Large Language Models (LLMs) im Praxiseinsatz
Systeme wie Google Gemini AI, ChatGPT (OpenAI) oder Claude (Anthropic) sind beeindruckend im Generieren von Texten, Bildern und Code. Doch sie sind keine Wahrheitsmaschinen, sondern statistische Vorhersagemodelle.
Der Schlüssel zum Erfolg liegt im "Prompt Engineering" – der Kunst, dem Modell präzise Anweisungen zu geben.
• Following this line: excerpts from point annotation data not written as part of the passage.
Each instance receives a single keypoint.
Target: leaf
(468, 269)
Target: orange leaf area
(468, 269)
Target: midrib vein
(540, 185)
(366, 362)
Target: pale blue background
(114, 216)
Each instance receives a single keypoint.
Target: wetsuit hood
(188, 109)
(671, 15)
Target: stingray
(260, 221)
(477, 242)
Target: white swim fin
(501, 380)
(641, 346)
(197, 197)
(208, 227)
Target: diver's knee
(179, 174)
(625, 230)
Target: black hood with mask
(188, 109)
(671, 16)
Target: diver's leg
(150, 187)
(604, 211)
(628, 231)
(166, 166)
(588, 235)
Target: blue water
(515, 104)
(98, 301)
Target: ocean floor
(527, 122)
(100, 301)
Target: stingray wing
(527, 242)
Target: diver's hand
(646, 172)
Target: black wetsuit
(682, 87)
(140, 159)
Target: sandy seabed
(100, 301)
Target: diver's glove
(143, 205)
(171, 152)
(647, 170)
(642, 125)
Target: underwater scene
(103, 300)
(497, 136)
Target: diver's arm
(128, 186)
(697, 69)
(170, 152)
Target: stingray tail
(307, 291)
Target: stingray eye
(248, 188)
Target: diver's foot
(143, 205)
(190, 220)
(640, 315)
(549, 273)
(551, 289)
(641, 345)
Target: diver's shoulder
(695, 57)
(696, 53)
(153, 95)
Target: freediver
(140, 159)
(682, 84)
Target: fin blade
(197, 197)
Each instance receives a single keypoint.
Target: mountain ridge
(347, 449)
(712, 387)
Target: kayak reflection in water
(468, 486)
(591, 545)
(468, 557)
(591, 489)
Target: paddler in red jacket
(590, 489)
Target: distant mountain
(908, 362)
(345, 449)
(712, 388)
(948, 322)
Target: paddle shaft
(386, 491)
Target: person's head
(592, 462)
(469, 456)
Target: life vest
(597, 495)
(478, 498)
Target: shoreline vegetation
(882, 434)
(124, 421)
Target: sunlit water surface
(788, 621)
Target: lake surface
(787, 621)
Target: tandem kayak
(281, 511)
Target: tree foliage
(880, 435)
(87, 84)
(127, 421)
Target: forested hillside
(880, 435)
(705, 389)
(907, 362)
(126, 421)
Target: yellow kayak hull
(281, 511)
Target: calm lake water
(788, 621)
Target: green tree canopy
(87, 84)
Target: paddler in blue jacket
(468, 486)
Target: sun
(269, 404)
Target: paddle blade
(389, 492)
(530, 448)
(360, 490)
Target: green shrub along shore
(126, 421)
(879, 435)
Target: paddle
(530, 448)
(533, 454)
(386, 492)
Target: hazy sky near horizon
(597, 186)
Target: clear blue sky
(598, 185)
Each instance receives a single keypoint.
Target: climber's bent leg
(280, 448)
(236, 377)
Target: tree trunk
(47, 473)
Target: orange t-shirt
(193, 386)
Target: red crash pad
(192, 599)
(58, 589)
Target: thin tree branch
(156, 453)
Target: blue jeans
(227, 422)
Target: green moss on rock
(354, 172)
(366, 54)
Im Bildungsbereich etwa können sie helfen, komplexe naturwissenschaftliche Zusammenhänge zu vereinfachen oder Übungsaufgaben zu generieren, solange die Ergebnisse kritisch geprüft werden.
Lokale KI: Datenschutz durch "Self-Hosting"
Müssen unsere Daten immer in die Cloud von US-Konzernen wandern? Nein. Mit Projekten wie Ollama oder LM Studio ist es heute möglich, leistungsfähige Modelle (wie Metas Llama 3 oder Mistral) auf dem eigenen Rechner laufen zu lassen.
Dies erfordert zwar potente Hardware (insbesondere viel Arbeitsspeicher oder eine schnelle GPU), garantiert aber, dass sensible Eingaben das eigene Netzwerk nie verlassen. Ein essenzieller Aspekt für Unternehmen und datenschutzbewusste Anwender.